Nesting.... I think I am nesting. I think maybe I nest differently than other women. I don't have an overwhelming desire to clean the bathrooms or scrub floors or rewash baby clothes. But I do want to cook and keep busy. Take this afternoon for example, we dropped Adam off at work around 2:30. We got home hot just before three. And Noah had had an accident in his carseat. I cleaned him up and the seat. Then he had another accident in his new outfit.
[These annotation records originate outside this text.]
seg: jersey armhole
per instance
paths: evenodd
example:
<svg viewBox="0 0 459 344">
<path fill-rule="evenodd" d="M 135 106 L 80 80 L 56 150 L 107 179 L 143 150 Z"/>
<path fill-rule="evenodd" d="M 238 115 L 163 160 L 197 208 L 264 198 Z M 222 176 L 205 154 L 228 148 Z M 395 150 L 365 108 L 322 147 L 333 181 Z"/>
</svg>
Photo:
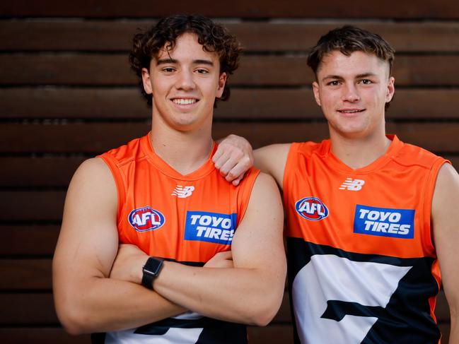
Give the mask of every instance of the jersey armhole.
<svg viewBox="0 0 459 344">
<path fill-rule="evenodd" d="M 292 166 L 295 165 L 295 160 L 296 156 L 296 153 L 299 148 L 300 143 L 297 142 L 292 142 L 290 145 L 290 148 L 289 148 L 289 153 L 287 154 L 287 159 L 285 161 L 285 167 L 284 167 L 284 177 L 282 180 L 282 199 L 284 201 L 284 204 L 288 203 L 288 195 L 290 190 L 290 186 L 287 184 L 289 181 L 289 177 L 287 176 L 291 175 L 291 170 L 293 168 Z"/>
<path fill-rule="evenodd" d="M 451 162 L 449 160 L 438 158 L 435 160 L 432 167 L 429 172 L 427 181 L 426 183 L 426 189 L 424 194 L 424 199 L 422 201 L 422 215 L 423 215 L 423 227 L 424 236 L 423 242 L 428 243 L 431 245 L 431 249 L 435 249 L 435 243 L 434 242 L 434 237 L 432 235 L 431 227 L 431 211 L 432 211 L 432 201 L 434 201 L 434 191 L 435 191 L 435 184 L 436 179 L 438 176 L 438 171 L 443 164 Z"/>
<path fill-rule="evenodd" d="M 108 153 L 98 155 L 98 158 L 101 158 L 103 162 L 108 166 L 110 168 L 113 179 L 115 180 L 115 184 L 117 188 L 117 192 L 118 194 L 118 202 L 117 205 L 117 225 L 119 225 L 120 215 L 122 211 L 122 206 L 124 204 L 124 201 L 126 198 L 126 191 L 124 190 L 124 185 L 123 183 L 122 176 L 120 172 L 116 160 L 112 158 Z"/>
<path fill-rule="evenodd" d="M 260 174 L 260 170 L 252 167 L 248 172 L 248 175 L 244 177 L 242 180 L 241 192 L 238 193 L 238 218 L 236 220 L 236 228 L 239 226 L 239 223 L 242 221 L 245 215 L 245 210 L 249 205 L 249 200 L 250 199 L 250 194 L 253 189 L 253 185 Z"/>
</svg>

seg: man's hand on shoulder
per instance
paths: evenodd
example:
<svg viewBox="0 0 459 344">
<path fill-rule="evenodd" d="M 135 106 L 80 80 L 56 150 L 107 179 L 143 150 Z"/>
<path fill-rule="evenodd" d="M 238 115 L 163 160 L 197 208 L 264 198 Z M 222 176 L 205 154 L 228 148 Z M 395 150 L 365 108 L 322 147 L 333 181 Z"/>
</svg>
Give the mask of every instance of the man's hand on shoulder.
<svg viewBox="0 0 459 344">
<path fill-rule="evenodd" d="M 204 268 L 234 268 L 233 253 L 231 251 L 219 252 L 204 266 Z"/>
<path fill-rule="evenodd" d="M 212 160 L 228 182 L 238 185 L 244 174 L 253 166 L 252 146 L 243 137 L 229 135 L 220 141 Z"/>
</svg>

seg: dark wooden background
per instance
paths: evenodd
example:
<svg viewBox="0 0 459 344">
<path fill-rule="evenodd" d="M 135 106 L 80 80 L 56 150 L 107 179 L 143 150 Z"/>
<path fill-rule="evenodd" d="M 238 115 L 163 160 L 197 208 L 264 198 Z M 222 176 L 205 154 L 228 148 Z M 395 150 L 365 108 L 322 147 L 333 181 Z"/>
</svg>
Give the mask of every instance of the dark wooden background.
<svg viewBox="0 0 459 344">
<path fill-rule="evenodd" d="M 137 28 L 174 11 L 225 24 L 245 48 L 215 114 L 214 137 L 245 136 L 255 147 L 320 140 L 306 54 L 346 23 L 380 34 L 396 49 L 388 131 L 459 166 L 459 2 L 206 0 L 0 4 L 0 340 L 88 343 L 60 328 L 51 259 L 66 186 L 84 159 L 144 134 L 150 112 L 129 71 Z M 448 338 L 444 296 L 437 307 Z M 287 302 L 251 343 L 292 343 Z M 446 343 L 446 342 L 445 342 Z"/>
</svg>

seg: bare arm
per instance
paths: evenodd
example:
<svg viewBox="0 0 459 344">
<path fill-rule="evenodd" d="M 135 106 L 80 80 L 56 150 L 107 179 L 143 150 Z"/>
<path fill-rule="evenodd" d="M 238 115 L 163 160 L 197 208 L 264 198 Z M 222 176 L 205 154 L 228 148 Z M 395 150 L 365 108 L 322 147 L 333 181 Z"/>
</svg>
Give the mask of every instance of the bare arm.
<svg viewBox="0 0 459 344">
<path fill-rule="evenodd" d="M 277 312 L 284 292 L 286 261 L 282 225 L 277 187 L 272 177 L 260 174 L 233 239 L 232 263 L 228 253 L 218 254 L 204 268 L 165 261 L 153 281 L 154 290 L 207 316 L 267 324 Z M 139 251 L 135 247 L 121 249 L 125 249 Z M 139 258 L 131 268 L 124 265 L 122 270 L 140 271 L 145 259 Z M 124 263 L 115 266 L 118 263 Z M 140 283 L 141 274 L 136 275 L 132 276 L 132 280 Z"/>
<path fill-rule="evenodd" d="M 141 285 L 108 278 L 118 249 L 117 202 L 103 160 L 83 162 L 69 187 L 53 259 L 56 310 L 71 333 L 136 327 L 185 310 Z"/>
<path fill-rule="evenodd" d="M 255 167 L 271 174 L 281 189 L 283 187 L 284 171 L 290 146 L 291 143 L 278 143 L 262 147 L 253 152 Z"/>
<path fill-rule="evenodd" d="M 266 325 L 277 312 L 284 292 L 282 225 L 276 184 L 260 174 L 233 239 L 235 268 L 165 262 L 153 287 L 167 299 L 207 316 Z"/>
<path fill-rule="evenodd" d="M 438 172 L 432 201 L 435 247 L 450 308 L 450 343 L 459 343 L 459 175 L 449 164 Z"/>
</svg>

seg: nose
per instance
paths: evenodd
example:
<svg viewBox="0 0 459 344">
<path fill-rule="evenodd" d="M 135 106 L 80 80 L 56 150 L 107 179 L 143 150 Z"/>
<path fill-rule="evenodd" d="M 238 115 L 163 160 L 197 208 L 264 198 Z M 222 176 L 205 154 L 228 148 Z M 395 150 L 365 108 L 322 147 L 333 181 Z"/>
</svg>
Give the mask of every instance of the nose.
<svg viewBox="0 0 459 344">
<path fill-rule="evenodd" d="M 353 83 L 344 84 L 343 88 L 342 100 L 347 102 L 356 102 L 360 100 L 359 90 Z"/>
<path fill-rule="evenodd" d="M 192 71 L 184 69 L 178 73 L 175 87 L 178 90 L 192 90 L 195 86 Z"/>
</svg>

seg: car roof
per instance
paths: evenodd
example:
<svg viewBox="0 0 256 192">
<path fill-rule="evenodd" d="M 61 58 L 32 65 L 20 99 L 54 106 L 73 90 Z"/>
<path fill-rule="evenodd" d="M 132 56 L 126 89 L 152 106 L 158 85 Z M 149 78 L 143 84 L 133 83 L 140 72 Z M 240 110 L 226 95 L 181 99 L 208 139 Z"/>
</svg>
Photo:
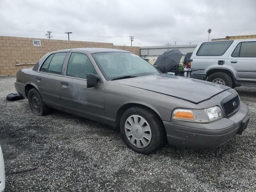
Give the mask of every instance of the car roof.
<svg viewBox="0 0 256 192">
<path fill-rule="evenodd" d="M 220 40 L 219 41 L 212 41 L 210 42 L 206 42 L 204 43 L 208 42 L 219 42 L 220 41 L 233 41 L 236 42 L 244 42 L 248 41 L 256 41 L 256 39 L 230 39 L 225 40 Z"/>
<path fill-rule="evenodd" d="M 131 52 L 126 51 L 124 50 L 121 50 L 120 49 L 110 49 L 108 48 L 76 48 L 74 49 L 64 49 L 62 50 L 58 50 L 56 52 L 63 52 L 63 51 L 76 51 L 84 52 L 86 51 L 89 52 L 90 54 L 96 53 L 101 53 L 106 52 L 125 52 L 130 53 Z"/>
</svg>

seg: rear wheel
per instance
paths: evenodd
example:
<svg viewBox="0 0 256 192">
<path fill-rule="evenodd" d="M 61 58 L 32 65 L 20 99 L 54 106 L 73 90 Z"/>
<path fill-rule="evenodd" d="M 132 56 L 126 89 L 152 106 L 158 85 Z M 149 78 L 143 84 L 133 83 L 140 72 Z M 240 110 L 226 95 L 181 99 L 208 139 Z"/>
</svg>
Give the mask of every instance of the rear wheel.
<svg viewBox="0 0 256 192">
<path fill-rule="evenodd" d="M 166 142 L 164 128 L 156 114 L 142 108 L 132 107 L 124 112 L 120 132 L 128 147 L 143 154 L 160 149 Z"/>
<path fill-rule="evenodd" d="M 230 87 L 233 86 L 232 79 L 230 76 L 224 73 L 217 72 L 212 74 L 207 78 L 207 81 Z"/>
<path fill-rule="evenodd" d="M 30 90 L 28 98 L 29 106 L 33 113 L 40 116 L 50 113 L 50 109 L 44 103 L 41 95 L 35 88 Z"/>
</svg>

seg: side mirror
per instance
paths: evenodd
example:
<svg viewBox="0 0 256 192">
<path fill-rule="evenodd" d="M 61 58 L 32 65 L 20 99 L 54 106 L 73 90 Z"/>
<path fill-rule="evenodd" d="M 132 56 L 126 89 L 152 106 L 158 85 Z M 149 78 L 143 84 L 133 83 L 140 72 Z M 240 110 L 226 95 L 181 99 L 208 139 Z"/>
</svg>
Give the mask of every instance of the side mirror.
<svg viewBox="0 0 256 192">
<path fill-rule="evenodd" d="M 97 75 L 93 73 L 88 73 L 86 76 L 87 88 L 94 87 L 96 85 L 97 81 L 100 80 Z"/>
</svg>

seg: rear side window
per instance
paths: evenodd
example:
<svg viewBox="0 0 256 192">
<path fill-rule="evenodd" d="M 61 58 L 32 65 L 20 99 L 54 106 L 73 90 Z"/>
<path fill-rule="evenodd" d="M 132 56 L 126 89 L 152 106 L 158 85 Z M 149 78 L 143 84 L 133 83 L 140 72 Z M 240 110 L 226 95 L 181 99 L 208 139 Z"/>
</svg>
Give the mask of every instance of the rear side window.
<svg viewBox="0 0 256 192">
<path fill-rule="evenodd" d="M 97 74 L 88 56 L 82 53 L 72 53 L 68 61 L 67 76 L 86 79 L 89 73 Z"/>
<path fill-rule="evenodd" d="M 60 74 L 63 62 L 67 53 L 57 53 L 50 55 L 45 60 L 40 71 Z"/>
<path fill-rule="evenodd" d="M 256 42 L 243 42 L 239 57 L 256 57 Z"/>
<path fill-rule="evenodd" d="M 231 55 L 232 57 L 256 57 L 256 42 L 242 42 Z"/>
<path fill-rule="evenodd" d="M 241 47 L 241 43 L 239 43 L 235 50 L 233 52 L 231 56 L 233 57 L 239 57 L 239 53 L 240 52 L 240 48 Z"/>
<path fill-rule="evenodd" d="M 197 51 L 198 56 L 220 56 L 225 53 L 234 41 L 206 42 Z"/>
<path fill-rule="evenodd" d="M 44 62 L 44 63 L 43 66 L 40 70 L 40 71 L 42 71 L 43 72 L 47 72 L 48 71 L 49 64 L 50 64 L 50 62 L 51 62 L 51 60 L 52 60 L 52 58 L 53 55 L 54 55 L 54 54 L 52 54 L 48 57 L 48 58 L 47 58 Z"/>
</svg>

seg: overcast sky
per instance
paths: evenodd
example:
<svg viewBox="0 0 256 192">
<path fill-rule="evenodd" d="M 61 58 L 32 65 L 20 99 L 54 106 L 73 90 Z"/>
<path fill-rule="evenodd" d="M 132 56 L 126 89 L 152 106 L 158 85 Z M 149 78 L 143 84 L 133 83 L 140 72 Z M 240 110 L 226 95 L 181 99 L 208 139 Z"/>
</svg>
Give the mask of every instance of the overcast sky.
<svg viewBox="0 0 256 192">
<path fill-rule="evenodd" d="M 64 33 L 72 32 L 71 40 L 130 45 L 132 35 L 133 45 L 142 46 L 197 44 L 208 40 L 209 28 L 210 39 L 256 34 L 255 0 L 0 0 L 0 36 L 46 38 L 50 30 L 53 39 L 67 40 Z"/>
</svg>

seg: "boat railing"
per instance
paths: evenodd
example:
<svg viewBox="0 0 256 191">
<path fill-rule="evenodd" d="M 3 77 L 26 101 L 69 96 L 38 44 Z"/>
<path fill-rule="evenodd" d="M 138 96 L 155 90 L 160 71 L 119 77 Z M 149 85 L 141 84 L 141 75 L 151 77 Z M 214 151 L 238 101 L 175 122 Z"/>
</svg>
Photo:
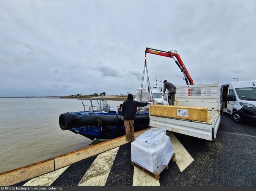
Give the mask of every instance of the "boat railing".
<svg viewBox="0 0 256 191">
<path fill-rule="evenodd" d="M 105 98 L 103 97 L 92 97 L 90 99 L 91 105 L 85 105 L 83 101 L 88 100 L 86 99 L 82 99 L 83 106 L 83 111 L 85 111 L 85 107 L 89 107 L 88 110 L 93 112 L 108 112 L 110 108 Z"/>
</svg>

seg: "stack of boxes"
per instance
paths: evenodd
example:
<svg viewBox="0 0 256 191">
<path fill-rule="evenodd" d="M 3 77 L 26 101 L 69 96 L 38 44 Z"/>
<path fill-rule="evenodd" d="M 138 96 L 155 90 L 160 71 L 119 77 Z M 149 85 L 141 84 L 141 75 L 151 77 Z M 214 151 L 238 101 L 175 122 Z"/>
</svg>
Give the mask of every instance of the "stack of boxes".
<svg viewBox="0 0 256 191">
<path fill-rule="evenodd" d="M 165 128 L 152 128 L 131 143 L 132 162 L 155 174 L 168 165 L 174 155 Z"/>
</svg>

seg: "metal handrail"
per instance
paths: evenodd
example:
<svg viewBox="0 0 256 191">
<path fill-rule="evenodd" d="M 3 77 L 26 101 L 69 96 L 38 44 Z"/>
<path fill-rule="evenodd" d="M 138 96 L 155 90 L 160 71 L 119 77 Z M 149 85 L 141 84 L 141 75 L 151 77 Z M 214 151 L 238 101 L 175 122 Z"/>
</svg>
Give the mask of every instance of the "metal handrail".
<svg viewBox="0 0 256 191">
<path fill-rule="evenodd" d="M 90 99 L 90 105 L 85 105 L 83 101 L 88 100 L 86 98 L 82 99 L 82 103 L 83 106 L 83 111 L 85 111 L 85 107 L 88 106 L 89 111 L 92 110 L 93 112 L 108 112 L 110 106 L 108 104 L 107 100 L 103 97 L 92 97 Z"/>
</svg>

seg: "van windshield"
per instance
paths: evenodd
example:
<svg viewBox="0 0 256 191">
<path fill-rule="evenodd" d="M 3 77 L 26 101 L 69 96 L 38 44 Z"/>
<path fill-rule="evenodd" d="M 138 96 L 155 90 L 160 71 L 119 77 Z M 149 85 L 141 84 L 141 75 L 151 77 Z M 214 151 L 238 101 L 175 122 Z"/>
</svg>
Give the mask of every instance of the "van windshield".
<svg viewBox="0 0 256 191">
<path fill-rule="evenodd" d="M 238 97 L 242 100 L 256 99 L 256 87 L 236 88 Z"/>
</svg>

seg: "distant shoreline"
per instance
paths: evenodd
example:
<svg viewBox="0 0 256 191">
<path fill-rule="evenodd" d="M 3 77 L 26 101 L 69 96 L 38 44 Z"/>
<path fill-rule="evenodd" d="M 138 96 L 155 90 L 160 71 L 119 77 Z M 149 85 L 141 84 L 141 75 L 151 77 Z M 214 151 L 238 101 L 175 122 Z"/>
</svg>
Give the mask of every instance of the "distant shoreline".
<svg viewBox="0 0 256 191">
<path fill-rule="evenodd" d="M 100 96 L 25 96 L 25 97 L 0 97 L 0 98 L 36 98 L 36 97 L 45 97 L 47 99 L 88 99 L 90 100 L 92 97 L 96 98 L 100 98 Z M 106 100 L 110 101 L 124 101 L 127 99 L 127 96 L 103 96 L 103 98 L 105 98 Z M 135 97 L 133 96 L 133 98 Z"/>
</svg>

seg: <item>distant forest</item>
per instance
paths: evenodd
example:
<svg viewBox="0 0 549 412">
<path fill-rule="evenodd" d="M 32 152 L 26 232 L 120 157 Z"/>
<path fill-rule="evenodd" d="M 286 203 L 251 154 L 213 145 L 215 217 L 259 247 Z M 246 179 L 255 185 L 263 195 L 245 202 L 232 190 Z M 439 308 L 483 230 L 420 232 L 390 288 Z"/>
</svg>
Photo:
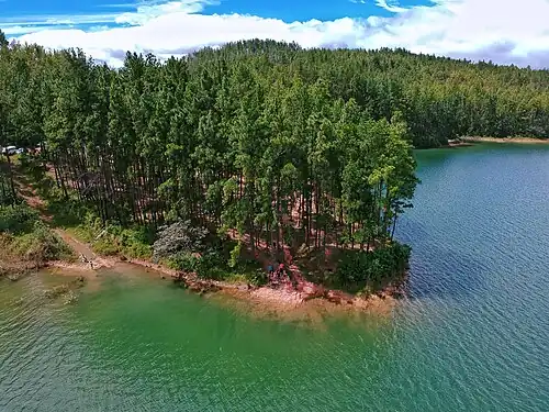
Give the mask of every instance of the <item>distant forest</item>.
<svg viewBox="0 0 549 412">
<path fill-rule="evenodd" d="M 412 147 L 549 137 L 547 70 L 258 40 L 114 69 L 2 43 L 0 145 L 41 146 L 65 196 L 123 225 L 383 245 L 411 205 Z"/>
</svg>

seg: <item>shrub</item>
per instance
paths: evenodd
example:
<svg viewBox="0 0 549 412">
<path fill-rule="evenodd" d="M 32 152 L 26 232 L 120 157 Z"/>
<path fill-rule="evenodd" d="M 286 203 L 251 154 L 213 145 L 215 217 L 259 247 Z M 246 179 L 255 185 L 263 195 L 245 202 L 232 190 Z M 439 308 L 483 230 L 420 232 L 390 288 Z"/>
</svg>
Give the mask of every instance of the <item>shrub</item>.
<svg viewBox="0 0 549 412">
<path fill-rule="evenodd" d="M 38 213 L 26 204 L 0 207 L 0 233 L 31 232 L 38 220 Z"/>
<path fill-rule="evenodd" d="M 390 280 L 403 274 L 410 254 L 410 246 L 396 242 L 372 252 L 346 250 L 337 269 L 337 278 L 341 285 L 355 287 Z"/>
<path fill-rule="evenodd" d="M 153 244 L 155 258 L 170 257 L 179 253 L 203 252 L 209 231 L 195 227 L 190 221 L 177 221 L 163 226 Z"/>
</svg>

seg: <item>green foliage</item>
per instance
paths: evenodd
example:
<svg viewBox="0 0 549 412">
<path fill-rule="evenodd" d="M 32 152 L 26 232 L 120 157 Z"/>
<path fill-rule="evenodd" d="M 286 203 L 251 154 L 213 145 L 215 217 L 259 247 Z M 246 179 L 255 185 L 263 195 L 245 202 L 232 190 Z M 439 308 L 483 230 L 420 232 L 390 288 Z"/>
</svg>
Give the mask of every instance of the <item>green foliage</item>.
<svg viewBox="0 0 549 412">
<path fill-rule="evenodd" d="M 153 244 L 155 258 L 203 252 L 208 235 L 206 229 L 193 226 L 190 221 L 176 221 L 165 225 L 159 229 Z"/>
<path fill-rule="evenodd" d="M 26 204 L 0 207 L 0 236 L 12 258 L 35 263 L 69 260 L 72 252 Z"/>
<path fill-rule="evenodd" d="M 0 233 L 19 235 L 32 232 L 38 221 L 38 213 L 25 204 L 0 205 Z"/>
<path fill-rule="evenodd" d="M 346 250 L 337 268 L 341 286 L 360 289 L 401 277 L 410 259 L 411 248 L 397 242 L 372 252 Z"/>
</svg>

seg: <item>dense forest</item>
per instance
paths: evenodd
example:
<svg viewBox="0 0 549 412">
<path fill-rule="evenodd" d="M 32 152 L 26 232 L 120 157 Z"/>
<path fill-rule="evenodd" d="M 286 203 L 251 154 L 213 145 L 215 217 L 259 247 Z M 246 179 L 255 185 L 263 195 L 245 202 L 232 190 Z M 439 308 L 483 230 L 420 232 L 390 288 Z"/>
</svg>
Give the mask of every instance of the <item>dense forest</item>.
<svg viewBox="0 0 549 412">
<path fill-rule="evenodd" d="M 253 248 L 383 248 L 411 207 L 413 146 L 549 137 L 549 71 L 402 49 L 248 41 L 113 69 L 3 41 L 0 74 L 0 145 L 40 146 L 65 197 L 103 222 L 190 221 Z"/>
</svg>

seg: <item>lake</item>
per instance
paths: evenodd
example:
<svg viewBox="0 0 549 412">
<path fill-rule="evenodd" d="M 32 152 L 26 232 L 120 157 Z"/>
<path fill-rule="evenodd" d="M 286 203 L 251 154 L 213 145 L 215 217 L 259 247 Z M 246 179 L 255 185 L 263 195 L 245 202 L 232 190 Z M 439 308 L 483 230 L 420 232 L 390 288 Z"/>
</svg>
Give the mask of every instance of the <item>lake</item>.
<svg viewBox="0 0 549 412">
<path fill-rule="evenodd" d="M 549 147 L 417 152 L 410 298 L 260 319 L 150 276 L 0 282 L 0 411 L 548 411 Z"/>
</svg>

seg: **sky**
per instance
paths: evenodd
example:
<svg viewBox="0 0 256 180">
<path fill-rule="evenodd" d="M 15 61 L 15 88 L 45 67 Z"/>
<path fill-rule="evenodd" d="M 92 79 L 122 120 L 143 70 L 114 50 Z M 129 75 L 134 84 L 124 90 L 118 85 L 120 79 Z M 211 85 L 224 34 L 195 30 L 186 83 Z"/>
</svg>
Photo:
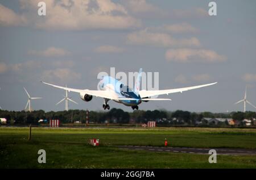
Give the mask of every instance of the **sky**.
<svg viewBox="0 0 256 180">
<path fill-rule="evenodd" d="M 38 3 L 46 4 L 39 16 Z M 159 89 L 218 82 L 217 85 L 161 98 L 141 110 L 195 112 L 242 111 L 247 99 L 256 104 L 256 1 L 0 0 L 0 106 L 22 110 L 63 110 L 64 90 L 44 81 L 97 90 L 101 72 L 159 72 Z M 69 94 L 79 104 L 71 109 L 101 110 L 103 99 L 89 102 Z M 110 101 L 110 108 L 131 111 Z M 250 105 L 247 110 L 255 111 Z"/>
</svg>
I cleaned him up again. I unloaded the car(I know, I shouldn't have.) unpacked all the bags, defrosted steaks for dinner, did four loads of laundry, made the previous post about the weekend, roasted Greek potatoes, repacked smaller and more thought out hospital bags, and then attempted to make homemade bread for dinner. All by six thirty. That has to be nesting right?
On a side note... does anyone make bread? My attempt at a supposedly simple baguette recipe failed. Can you let yeast foam too much? That is one thing I think might have gone wrong.
Irrational Irritability.... I am a average patient person under normal circumstances. It usually takes a lot to irritate me. But lately... not so much. I usually can take Noah's one thousand questions in stride or I could easily chalk up his talking back and attitude to normal two year old behavior but lately it hasn't been so easy. I can usually stub my toe or trip over Charlie without any second thought but lately words pop into my mind that I loathe and would never use. What's next? I actually say them outloud?? Let's not talk about how I am losing patience with my super husband who is doing absolutely nothing but his absolute best to keep up with my mood and whims. That is pregnancy right???
Surely these are signs that the end is near. Right?????